09B P2 M18 Amplification Gate
Jupyter notebook from the Gene Function Ecological Agora project.
NB09b — M18 Amplification Gate Test (Phase 2 KO)¶
Project: Gene Function Ecological Agora — Innovation Atlas Across the Bacterial Tree
Phase: 2 — Functional Resolution (KO, paralog-explicit)
Purpose: Test whether KO aggregation amplifies the Sankoff parsimony Cohen's d signal from the UniRef50 baseline (d = 0.146 in NB08c) to the M18 hard threshold (d ≥ 0.3) for at least one positive HGT control class vs negative housekeeping. This is a falsification gate, not a validated prediction. PASS → NB10 full atlas; FAIL → halt for M11 redesign (gene-tree-vs-species-tree reconciliation per AleRax sub-sampling).
Methodology Commitments¶
- M16 Sankoff parsimony on the GTDB-r214 tree topology is the primary atlas metric. Per-leaf Sankoff (
gain_events / n_present_leaves) is the comparison statistic. - M17 AMR is excluded from the positive-control panel (Pseudomonadota detection bias documented in NB08c Diagnostic D). Positive controls are β-lactamase, class-I CRISPR-Cas, TCS HK; negative housekeeping is ribosomal, tRNA-synth, RNAP core.
- M18 Hard amplification gate: PASS if any (positive HGT control class, negative housekeeping class) pair achieves Cohen's d ≥ 0.3 on Sankoff/n_present with 95% bootstrap CI lower bound > 0.

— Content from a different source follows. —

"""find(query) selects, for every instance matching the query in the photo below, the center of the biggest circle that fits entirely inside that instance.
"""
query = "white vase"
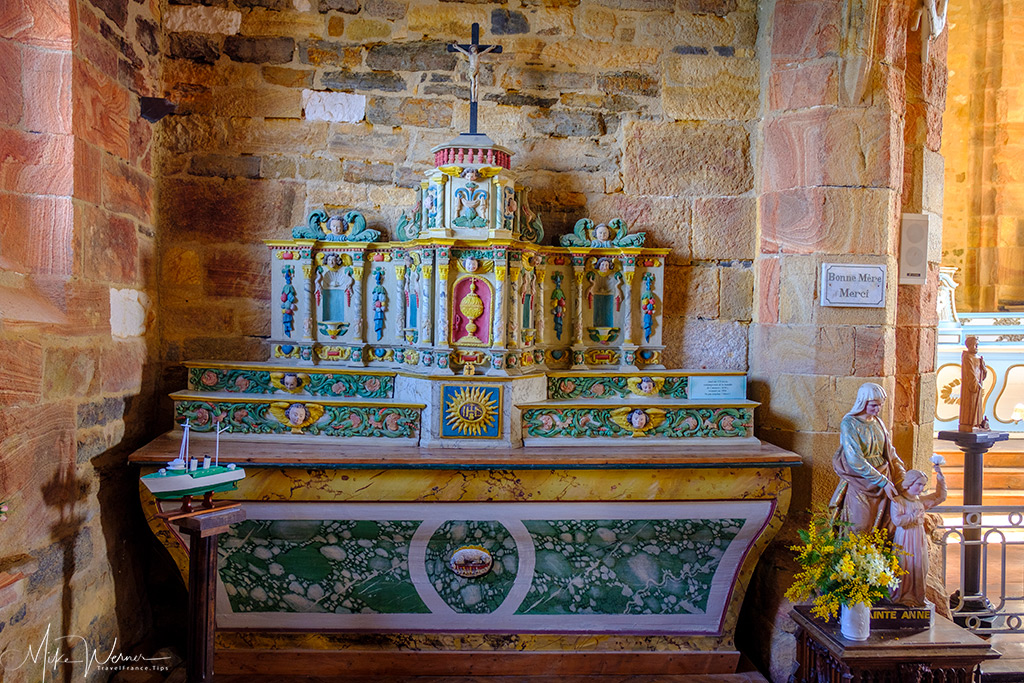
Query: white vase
(855, 622)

- M19 Cluster-bootstrap for Cohen's d 95% CIs. At KO level, the natural unit is the KO itself (function-aggregated; intra-Pfam-family UniRef duplication is collapsed by the projection). Bootstrap KOs within control class with replacement (B = 200). The Pfam-family-granularity cluster-bootstrap that M19 specifies for UniRef-level inference reduces to KO-level bootstrap once aggregation collapses the intra-family duplicates.
Inputs¶
data/p2_ko_assignments_panel.parquet— control-panel subset of (species, KO) presence (from NB09 Stage 12). The full atlas ats3a://.../p2_ko_assignments.parquetis 28M rows; the panel subset is 2.69M rows × 7.8 MB and fits driver-side.data/p2_ko_control_classes.tsv— KO → control class assignment (from NB09).data/p1b_full_species.tsv— species set withrepresentative_genome_idfor tree-leaf mapping.user_data/bac120_r214.tree— GTDB r214 species tree (newick). Same tree used by NB08c.
Outputs¶
data/p2_m18_sankoff_per_ko.tsv— per-KO Sankoff parsimony score for control panel.data/p2_m18_class_summary.tsv— per-class median/mean/quantiles on score_per_present.data/p2_m18_cohens_d_pairs.tsv— pairwise (pos, neg) Cohen's d with M19 bootstrap CIs.data/p2_m18_gate_decision.json— gate verdict + diagnostics + decision log.figures/p2_m18_amplification_panel.png— companion figure to NB08c Diagnostic C.
Setup + load inputs¶
In [1]:
import json, time
from pathlib import Path
import numpy as np
import pandas as pd
from scipy import stats
import matplotlib.pyplot as plt
PROJECT_ROOT = Path("/home/aparkin/BERIL-research-observatory/projects/gene_function_ecological_agora")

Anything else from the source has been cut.